In the case of Noah we see that faith heeds God’s warning with great reverence, it acts on that warning, it condemns the world for its unbelief, and it becomes an heir of righteousness. This single verse is a perfect revelation and exposition of both saving and ongoing faith.
When you were saved and you found him and his word, Christ was everything to you. You were given the new nature and the new life and you loved him more than anything else. But have you lost your way? You still worship him, you still pray to him, but you cannot say that he now dictates everything you do in life: where you go, how you are entertained, your leisure, your work. Perhaps you are forced to go an live in another part of the country. Do you ask, ‘Is there a church there? Can I serve the Lord there?’ If this revelation that you have received led to your conversion, it dictates everything in your life still: how you bring up your children; how you react to provocation. You live looking at things not seen as yet. You don't know what it is like beyond the grave, you just have these wonderful insights from the Scripture of what will happen. Remember Pilgrim's Progress. What begins the book, what is dominant all the way through, and at the end is heaven, eternity. The first impression on Christian’s heart before he was ever saved was eternal life: that was the burden.
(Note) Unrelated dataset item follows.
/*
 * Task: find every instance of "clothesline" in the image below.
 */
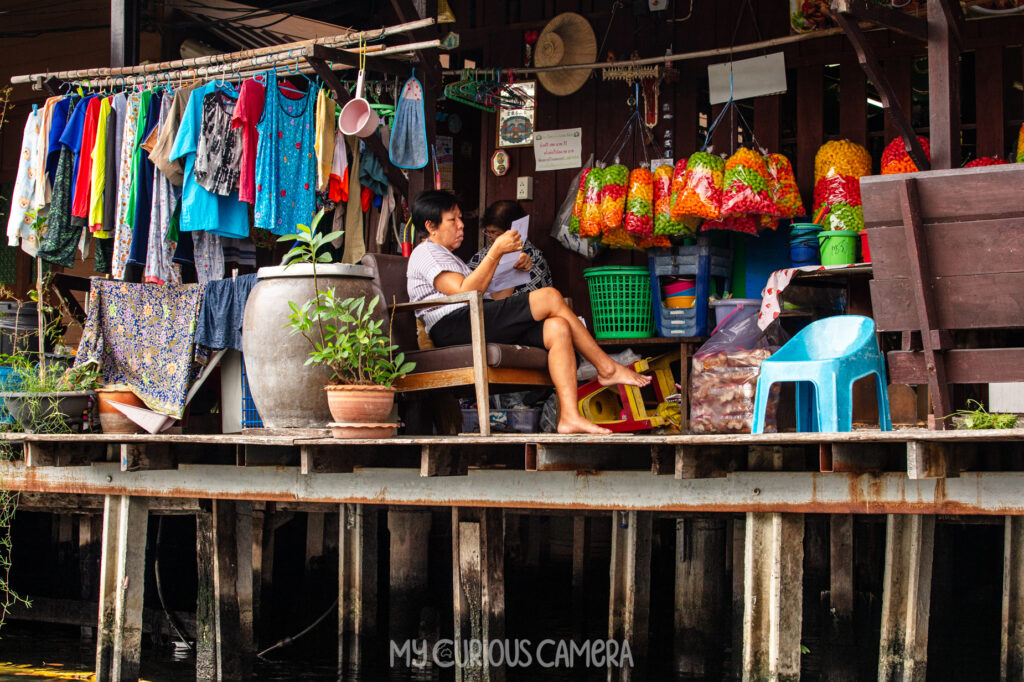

Are you 15, 17 or 20? Maybe you have been treating God lightly, dismissing him. When you were young, you took the gospel more seriously, but then you thought, ‘There can't really be a God’, and you threw away any interest in the Bible. ‘I am getting on. I have not been judged.’ Be very careful: God is so patient. Don't test his patience. Don't insult him. Two or three years have passed, and you have neglected him. Well he may leave you to the end of your lifetime. But then, sadly, if you have rejected him he must reject you, and the terrors and the horrors begin.